Development Workflow

Purpose

This document is the canonical instruction set for document-driven software delivery using raw terminal sessions.

For the higher-level end-to-end product lifecycle, read docs/build-anything-workflow.md. The machine-readable source of truth lives in docs/canonical-workflow.json, which currently defines 5 phases and 22 stages. This prose file is the human-readable explanation of that execution model.

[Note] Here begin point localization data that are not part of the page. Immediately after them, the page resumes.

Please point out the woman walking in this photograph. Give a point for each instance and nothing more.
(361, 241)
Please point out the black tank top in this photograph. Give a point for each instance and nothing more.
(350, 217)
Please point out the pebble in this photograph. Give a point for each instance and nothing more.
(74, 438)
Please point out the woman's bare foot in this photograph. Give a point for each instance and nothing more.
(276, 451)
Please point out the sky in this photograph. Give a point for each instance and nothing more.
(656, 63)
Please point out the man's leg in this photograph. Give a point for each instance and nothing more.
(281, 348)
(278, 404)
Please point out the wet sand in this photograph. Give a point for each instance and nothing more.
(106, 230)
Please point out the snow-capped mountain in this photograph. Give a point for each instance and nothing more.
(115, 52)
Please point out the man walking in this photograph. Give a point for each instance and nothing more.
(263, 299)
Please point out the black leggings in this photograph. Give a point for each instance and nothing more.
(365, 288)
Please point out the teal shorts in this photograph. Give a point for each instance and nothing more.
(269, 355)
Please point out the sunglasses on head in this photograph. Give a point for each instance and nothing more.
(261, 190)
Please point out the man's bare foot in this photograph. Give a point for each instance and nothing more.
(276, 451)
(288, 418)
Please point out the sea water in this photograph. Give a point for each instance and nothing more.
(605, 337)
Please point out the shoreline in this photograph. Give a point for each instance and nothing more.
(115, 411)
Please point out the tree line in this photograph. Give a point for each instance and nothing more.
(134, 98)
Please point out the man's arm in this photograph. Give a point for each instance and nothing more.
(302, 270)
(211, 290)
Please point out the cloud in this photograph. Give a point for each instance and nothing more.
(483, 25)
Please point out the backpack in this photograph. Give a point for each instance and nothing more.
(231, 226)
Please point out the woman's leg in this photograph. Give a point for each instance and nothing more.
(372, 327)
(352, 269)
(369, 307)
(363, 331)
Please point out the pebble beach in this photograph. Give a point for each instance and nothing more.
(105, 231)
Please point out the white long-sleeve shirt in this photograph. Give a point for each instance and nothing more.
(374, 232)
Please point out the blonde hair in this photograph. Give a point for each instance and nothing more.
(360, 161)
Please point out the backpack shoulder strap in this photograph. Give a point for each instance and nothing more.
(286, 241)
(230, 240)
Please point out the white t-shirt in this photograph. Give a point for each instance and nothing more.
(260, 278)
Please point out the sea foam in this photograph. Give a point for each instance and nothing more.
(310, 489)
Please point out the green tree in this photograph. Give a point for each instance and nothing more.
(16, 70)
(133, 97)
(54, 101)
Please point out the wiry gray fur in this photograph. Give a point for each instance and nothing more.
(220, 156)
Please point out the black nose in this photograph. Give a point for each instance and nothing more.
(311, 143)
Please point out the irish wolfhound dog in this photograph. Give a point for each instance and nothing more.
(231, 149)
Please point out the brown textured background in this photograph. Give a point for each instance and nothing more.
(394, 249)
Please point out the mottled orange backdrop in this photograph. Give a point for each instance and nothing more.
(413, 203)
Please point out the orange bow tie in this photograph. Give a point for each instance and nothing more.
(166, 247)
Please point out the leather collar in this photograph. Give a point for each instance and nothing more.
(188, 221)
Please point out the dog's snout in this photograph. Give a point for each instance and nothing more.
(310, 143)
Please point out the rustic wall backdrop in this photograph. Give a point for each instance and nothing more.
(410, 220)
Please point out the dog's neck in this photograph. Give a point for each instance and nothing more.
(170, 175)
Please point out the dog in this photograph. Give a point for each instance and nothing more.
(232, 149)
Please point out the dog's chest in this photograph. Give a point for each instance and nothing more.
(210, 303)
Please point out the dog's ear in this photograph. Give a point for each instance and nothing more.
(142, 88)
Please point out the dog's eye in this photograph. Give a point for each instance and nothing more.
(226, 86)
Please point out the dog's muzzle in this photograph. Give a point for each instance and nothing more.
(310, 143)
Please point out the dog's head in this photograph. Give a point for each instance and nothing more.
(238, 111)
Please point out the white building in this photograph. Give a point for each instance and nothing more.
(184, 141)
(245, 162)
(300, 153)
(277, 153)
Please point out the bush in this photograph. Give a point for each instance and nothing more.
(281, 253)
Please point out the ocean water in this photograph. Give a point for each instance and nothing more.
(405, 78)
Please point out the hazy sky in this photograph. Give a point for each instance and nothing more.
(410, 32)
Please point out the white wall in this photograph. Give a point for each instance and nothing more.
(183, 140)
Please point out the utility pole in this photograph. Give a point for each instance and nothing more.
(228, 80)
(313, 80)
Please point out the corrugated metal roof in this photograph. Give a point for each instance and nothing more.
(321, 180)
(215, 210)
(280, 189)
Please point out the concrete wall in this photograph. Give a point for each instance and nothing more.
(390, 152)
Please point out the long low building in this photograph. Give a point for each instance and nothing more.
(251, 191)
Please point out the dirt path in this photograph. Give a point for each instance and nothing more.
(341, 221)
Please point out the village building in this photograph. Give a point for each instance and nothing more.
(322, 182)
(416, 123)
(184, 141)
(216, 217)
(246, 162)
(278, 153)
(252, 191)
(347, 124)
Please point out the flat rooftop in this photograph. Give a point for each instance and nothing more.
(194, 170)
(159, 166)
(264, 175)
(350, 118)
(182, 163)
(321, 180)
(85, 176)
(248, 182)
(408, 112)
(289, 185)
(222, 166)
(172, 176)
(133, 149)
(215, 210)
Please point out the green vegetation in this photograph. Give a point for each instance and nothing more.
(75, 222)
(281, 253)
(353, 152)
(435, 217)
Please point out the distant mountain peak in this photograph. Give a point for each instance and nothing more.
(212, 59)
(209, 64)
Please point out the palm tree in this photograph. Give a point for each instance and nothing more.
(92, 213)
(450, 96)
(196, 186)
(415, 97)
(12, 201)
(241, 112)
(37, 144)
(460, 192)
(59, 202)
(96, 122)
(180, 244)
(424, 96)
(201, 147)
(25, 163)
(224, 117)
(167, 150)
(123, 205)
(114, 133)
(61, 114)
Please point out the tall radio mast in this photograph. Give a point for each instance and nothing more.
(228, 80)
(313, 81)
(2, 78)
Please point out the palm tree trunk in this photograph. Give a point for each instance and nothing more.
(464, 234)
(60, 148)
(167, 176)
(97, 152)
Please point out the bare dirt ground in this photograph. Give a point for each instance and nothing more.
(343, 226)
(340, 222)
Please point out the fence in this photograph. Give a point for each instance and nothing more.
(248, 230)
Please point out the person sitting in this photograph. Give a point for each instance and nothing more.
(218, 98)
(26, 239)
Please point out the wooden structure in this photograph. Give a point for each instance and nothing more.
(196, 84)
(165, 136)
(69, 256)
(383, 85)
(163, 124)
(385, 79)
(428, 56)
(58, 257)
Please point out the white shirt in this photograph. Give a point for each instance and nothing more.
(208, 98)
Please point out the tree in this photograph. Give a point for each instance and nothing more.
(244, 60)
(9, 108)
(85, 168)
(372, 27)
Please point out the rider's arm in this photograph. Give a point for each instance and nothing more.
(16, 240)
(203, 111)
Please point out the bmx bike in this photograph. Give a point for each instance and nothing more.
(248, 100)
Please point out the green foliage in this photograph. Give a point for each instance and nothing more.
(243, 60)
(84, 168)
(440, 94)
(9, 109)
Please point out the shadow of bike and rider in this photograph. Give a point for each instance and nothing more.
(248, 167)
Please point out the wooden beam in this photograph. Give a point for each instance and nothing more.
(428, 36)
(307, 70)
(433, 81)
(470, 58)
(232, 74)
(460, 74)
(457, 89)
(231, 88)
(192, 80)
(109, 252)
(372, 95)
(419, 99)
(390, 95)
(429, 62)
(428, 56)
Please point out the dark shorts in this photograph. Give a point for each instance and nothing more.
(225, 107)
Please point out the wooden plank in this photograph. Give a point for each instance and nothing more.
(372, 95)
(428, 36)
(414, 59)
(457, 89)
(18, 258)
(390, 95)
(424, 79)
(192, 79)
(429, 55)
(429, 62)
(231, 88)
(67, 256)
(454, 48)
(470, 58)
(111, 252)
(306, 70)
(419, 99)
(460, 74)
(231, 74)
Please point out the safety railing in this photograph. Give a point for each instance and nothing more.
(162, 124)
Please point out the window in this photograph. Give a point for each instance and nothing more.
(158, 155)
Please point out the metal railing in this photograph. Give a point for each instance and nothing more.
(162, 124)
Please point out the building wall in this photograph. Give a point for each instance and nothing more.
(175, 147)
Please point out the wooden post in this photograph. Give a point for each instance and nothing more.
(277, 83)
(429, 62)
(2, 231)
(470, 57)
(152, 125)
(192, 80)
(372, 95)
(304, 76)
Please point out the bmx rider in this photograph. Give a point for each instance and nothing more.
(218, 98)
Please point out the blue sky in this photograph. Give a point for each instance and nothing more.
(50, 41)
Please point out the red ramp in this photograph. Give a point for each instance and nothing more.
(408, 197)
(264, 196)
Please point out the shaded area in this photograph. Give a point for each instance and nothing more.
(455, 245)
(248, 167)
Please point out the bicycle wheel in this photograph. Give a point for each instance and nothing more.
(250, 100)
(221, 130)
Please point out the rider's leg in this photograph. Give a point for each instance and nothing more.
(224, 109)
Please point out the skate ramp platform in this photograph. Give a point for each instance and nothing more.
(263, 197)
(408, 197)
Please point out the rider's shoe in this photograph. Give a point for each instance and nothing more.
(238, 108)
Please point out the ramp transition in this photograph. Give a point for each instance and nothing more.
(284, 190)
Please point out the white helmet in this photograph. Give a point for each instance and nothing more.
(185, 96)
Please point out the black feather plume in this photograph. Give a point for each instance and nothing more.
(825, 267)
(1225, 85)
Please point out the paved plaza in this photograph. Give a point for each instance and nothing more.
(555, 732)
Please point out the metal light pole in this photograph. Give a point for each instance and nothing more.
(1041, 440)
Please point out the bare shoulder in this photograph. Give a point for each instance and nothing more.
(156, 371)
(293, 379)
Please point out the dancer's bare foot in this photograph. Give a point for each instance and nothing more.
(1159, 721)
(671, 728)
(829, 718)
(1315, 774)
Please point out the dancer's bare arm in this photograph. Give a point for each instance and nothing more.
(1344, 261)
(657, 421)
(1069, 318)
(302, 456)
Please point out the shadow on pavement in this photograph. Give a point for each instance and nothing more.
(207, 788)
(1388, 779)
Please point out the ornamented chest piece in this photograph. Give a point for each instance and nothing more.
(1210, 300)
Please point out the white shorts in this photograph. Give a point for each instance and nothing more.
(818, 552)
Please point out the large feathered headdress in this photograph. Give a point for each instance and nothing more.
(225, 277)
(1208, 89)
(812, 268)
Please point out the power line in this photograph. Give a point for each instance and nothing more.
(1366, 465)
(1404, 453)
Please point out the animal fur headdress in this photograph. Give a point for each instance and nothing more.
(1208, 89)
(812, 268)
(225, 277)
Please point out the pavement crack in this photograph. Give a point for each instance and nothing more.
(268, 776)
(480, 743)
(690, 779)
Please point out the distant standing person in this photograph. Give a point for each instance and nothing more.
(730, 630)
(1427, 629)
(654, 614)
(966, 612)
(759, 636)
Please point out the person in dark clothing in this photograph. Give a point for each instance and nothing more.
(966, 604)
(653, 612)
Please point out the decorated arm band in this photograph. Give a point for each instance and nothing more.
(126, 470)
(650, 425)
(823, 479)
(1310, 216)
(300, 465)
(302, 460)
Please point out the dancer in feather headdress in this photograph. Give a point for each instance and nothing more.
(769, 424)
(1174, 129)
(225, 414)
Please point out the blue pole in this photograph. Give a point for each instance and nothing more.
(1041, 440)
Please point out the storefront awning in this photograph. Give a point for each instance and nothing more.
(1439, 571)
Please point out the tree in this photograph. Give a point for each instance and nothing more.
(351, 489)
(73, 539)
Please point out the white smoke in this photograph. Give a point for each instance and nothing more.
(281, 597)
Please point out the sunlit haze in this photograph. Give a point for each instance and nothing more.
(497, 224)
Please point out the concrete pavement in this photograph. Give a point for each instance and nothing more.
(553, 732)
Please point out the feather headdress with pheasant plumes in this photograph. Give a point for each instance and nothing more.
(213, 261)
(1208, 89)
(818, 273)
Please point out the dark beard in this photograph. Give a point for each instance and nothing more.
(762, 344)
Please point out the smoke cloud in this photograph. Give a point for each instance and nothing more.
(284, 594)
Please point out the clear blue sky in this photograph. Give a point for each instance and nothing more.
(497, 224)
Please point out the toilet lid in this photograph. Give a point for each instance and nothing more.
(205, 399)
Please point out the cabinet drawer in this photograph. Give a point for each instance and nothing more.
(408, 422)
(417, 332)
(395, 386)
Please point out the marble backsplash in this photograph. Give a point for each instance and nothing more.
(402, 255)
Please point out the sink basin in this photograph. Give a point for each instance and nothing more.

It exists to minimize drift, ambiguity, and low-quality execution by separating:

planning from implementation
review from coding
durable documents from machine state

This workflow is intentionally tool-light:

terminals only
documents only
git repos only
skills when useful

No external orchestrator is required.

Operating Constraints

Current role mapping:

human: owns goals, priorities, tradeoffs, approvals, and final decisions
Codex: planner, spec writer, reviewer, and process controller
Claude Code: coder and revision executor
Gemini: not used in the default v1 flow

Current environment assumptions:

work happens from raw terminal sessions
all collaboration is recorded in documents
machine lifecycle state may live outside markdown in system/state.json
task execution may use scripts and skills, but documents remain the collaboration surface

Out of scope for this workflow:

Conductor
Agent of Empires
AO / Composio Agent Orchestrator
Paperclip
automatic PR comment sync
CI-driven autonomous retries

Core Philosophy

Script First

Use scripts whenever the task can be deterministic.

Why:

deterministic behavior
no token cost
easier verification

Typical script steps:

create folders
generate diffs
run tests
run lint
validate YAML or JSON
update system/state.json

LLM When Judgment Is Required

Use an LLM step only when the task requires interpretation, synthesis, design, review, or writing that cannot be made purely deterministic.

Typical LLM steps:

task classification
scope estimation
PRD drafting
user-flow drafting
implementation-plan drafting
code review
revision planning

Human Approval Gate for High Risk

Require explicit human approval when:

PRD and user flow need product sign-off
scope expands beyond the approved requirement
the workflow touches secrets, private keys, or production credentials
the workflow attempts destructive actions
the workflow fails to converge after bounded retries

Documents Are the Collaboration Surface

Documents hold:

intent
specifications
plans
handoffs
reviews
approvals
final conclusions

Machine state files hold:

lifecycle counters
current stage
lock state
stop reason

Append-Only Handoffs

Do not rewrite history.

Every agent-to-agent or human-to-agent handoff creates a new document. Old handoffs remain read-only.

Two Workflow Views

This repository now has two valid workflow views:

Build Anything workflow The full product lifecycle: Research -> Design -> Development -> Packaging -> Maintenance
Canonical workflow The currently enforced 22-stage execution model used by scripts and the dashboard

The Build Anything workflow is the strategic model. The canonical workflow is the operational model.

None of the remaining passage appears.